Irish concerned about Navy’s option attack
Chris Federico | Friday, November 7, 2003
The dreaded triple option – the Irish face it every year at least once from teams like Navy and Air Force, and every year, they fear the problems it could cause.
“Preparation for the option really just changes everything that we do from a defensive standpoint and really affects how we even practice,” Irish head coach Tyrone Willingham said. “So their scheme creates a lot of problems.”
The players study assignments all week and wonder if they’ll pick up their reads.
The coaches and coordinators run rep after rep in practice at the defense and wonder how their players will react in the game.
“It’s a little concern just because it’s a different offense,” Irish defensive coordinator Kent Baer said. “It’s like learning a whole new language in one week. It may sound funny, but it’s true, and it’s so different from what you’re used to. It’s like saying, ‘OK, let’s stop what we’ve been learning, and now we’ve got to go learn this for one week.'”
Navy coach Paul Johnson knows his scheme can be confusing to opposing defenses because of its rarity. So few teams run a conventional option in modern football that it can be very tough for teams to prepare for it in only one week of practice. Johnson hopes this can make up for other areas where his Midshipmen may be lacking.
“Our philosophy has always been if you can get better at stopping something in a week than we can in 26 weeks of running it, you were going to beat us anyways,” he said. “That’s what we do. We’re going to do it, and we will try and hit you with play-action if you put a lot of guys up there.”
This year, the Midshipmen are running their vaunted triple option to perfection, leading the nation in rushing with 309 yards per game. They have two players, running back Kyle Eckel and quarterback Craig Candeto, who each average over 85 yards of rushing a game. The senior Candeto has nearly three times as many rushing touchdowns (11) as the entire Irish team (4).
“I think Craig’s experienced, he’s tough, he’s mentally tough and he’s physically tough,” Johnson said. “He’s a good leader on the field. I think it’s like anything else, if you rep something a million times hopefully you get good at it.”
Another thing that could make things difficult for Notre Dame this week against Navy is the injury bug that has hit them all of a sudden. When preparing for a scheme like Navy’s triple option – where so much relies on defenders being disciplined and holding their assignments – having to use young and inexperienced players can prove extremely costly.
“You have to break it down and give [the young guys] tip sheets,” Irish secondary coach Trent Walters said. “You have to talk to them, you have to write things down for them, you have to give them every avenue. Then you have to get reps in practice.
“The biggest thing is discipline, and that’s what we’re trying to get now.”

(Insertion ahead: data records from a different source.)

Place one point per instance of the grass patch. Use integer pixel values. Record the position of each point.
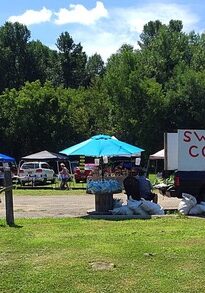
(86, 255)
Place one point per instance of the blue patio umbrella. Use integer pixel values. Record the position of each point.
(5, 158)
(102, 145)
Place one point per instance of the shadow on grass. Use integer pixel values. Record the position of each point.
(113, 217)
(11, 226)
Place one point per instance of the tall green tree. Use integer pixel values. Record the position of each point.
(73, 61)
(14, 38)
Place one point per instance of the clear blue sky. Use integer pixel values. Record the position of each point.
(100, 26)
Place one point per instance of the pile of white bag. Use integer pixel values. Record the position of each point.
(188, 205)
(143, 208)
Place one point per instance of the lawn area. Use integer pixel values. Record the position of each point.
(59, 255)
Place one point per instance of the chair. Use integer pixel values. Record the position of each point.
(131, 186)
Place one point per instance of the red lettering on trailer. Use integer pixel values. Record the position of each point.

The Irish will have to rely on players like freshman defensive end Victor Abiamiri and junior safety Lionel Bolen to replace experienced starters Kyle Budinscak and Glenn Earl, who were injured over the past three weeks.
The Irish will have to count on their senior players still in the lineup – such as defensive lineman Darrell Campbell and linebackers Courtney Watson and Derek Curry – that have seen the option a few times before and understand the discipline necessary to stop it.
“You’ve got a couple of guys that have been in this before linebacker-wise and with some linemen,” Baer said. “So you count on those guys to step up and hopefully get us lined up. That’s one of my concerns and one of the biggest factors.”